Six Burlington Gardens is a hugely impressive building. Designed in 1867 by Sir James Pennethorne, also responsible for East London’s Victoria Park and the ballroom at Buckingham Palace, it served as the Museum of Mankind between 1970 and 1997, an outpost of the British Museum holding its extensive ethnographic collections. In 2005 it was taken over by the Royal Academy of Arts, and has since been occupied by temporary exhibitions and events such as Zoo Art Fair and the wannabe-funky ‘GSK Contemporary’ season. Now Haunch of Venison, seemingly oblivious to the existence of a recession, has moved into what are probably the grandest premises of any commercial gallery in the world.

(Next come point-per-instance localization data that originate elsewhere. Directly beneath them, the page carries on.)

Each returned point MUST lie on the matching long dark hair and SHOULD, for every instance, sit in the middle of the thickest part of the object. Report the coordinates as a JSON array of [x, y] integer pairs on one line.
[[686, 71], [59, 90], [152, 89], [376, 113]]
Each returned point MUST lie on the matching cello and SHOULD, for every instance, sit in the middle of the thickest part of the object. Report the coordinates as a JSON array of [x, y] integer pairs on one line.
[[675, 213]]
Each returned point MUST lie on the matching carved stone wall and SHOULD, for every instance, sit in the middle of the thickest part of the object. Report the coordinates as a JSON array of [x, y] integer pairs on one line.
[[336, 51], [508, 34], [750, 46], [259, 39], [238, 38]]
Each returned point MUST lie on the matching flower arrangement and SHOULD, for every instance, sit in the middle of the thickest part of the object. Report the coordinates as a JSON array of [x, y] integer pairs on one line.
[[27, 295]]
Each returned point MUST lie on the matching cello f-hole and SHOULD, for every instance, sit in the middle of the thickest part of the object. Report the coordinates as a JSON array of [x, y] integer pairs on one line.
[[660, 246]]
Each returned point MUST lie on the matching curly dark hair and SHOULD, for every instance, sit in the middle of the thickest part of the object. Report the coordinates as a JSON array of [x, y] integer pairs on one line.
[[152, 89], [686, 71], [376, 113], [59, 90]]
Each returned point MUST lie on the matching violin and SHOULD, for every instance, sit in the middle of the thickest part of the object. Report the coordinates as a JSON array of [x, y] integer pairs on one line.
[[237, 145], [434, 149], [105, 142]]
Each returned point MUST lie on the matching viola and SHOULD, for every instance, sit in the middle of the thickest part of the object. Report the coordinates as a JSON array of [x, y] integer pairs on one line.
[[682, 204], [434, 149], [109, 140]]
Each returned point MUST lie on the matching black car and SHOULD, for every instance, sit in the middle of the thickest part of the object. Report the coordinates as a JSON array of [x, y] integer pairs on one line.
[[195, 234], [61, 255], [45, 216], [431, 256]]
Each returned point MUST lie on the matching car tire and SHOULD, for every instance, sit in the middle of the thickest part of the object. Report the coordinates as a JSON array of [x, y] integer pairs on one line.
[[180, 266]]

Acknowledging the building’s history, the opening exhibition wisely passes over the building’s more recent incarnations and casts back to the days of the Museum of Mankind, an institution that, like the Pitt Rivers Museum in Oxford, was a rich source of imaginative nourishment for the city’s artists. As an anachronistic attempt to collect and interpret icons of indigenous cultures of four continents, it had the paradoxical effect of making the world seem stranger, more arcane and unknowable. ‘Mythologies’ sets out to explore and, in some part, to recreate that cabinet of curiosities.

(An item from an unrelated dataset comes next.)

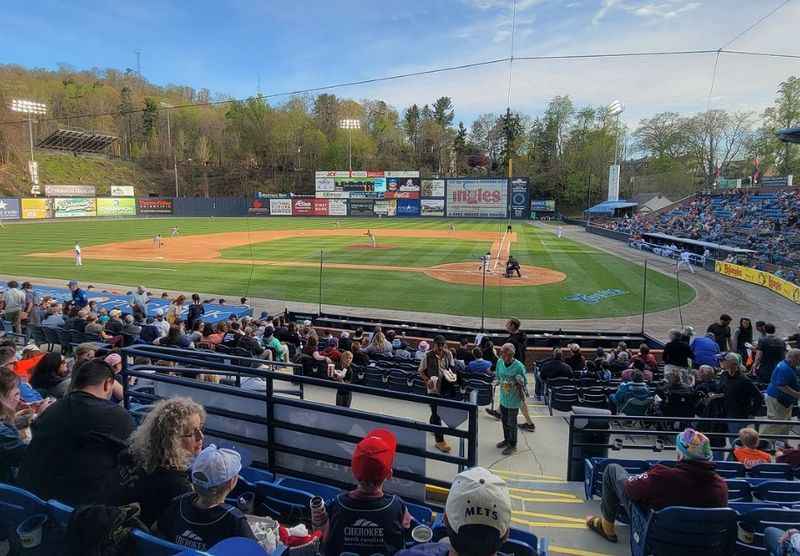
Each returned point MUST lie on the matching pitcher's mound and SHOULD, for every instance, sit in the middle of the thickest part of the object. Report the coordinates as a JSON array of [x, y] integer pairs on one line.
[[369, 246], [470, 274]]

Accordingly, ‘wonder’ is the keynote response that the exhibition tries to invoke. Unfortunately, both the installation of the work, the flummery – including the quasi-encyclopaedic catalogue that shuffles entries for Julia Kristeva, Claude Lévi-Strauss, ritual and unicorns with those for the artists – and most of the art itself attempt to invoke said wonder by trying to impress, and in doing so gets it dead wrong. What is compelling about ethnographic artefacts is that they don’t care about you, the viewer in a western museum. They weren’t made for you – their role is in some distant and now mysterious world from which they were ripped and which you can never hope to comprehend.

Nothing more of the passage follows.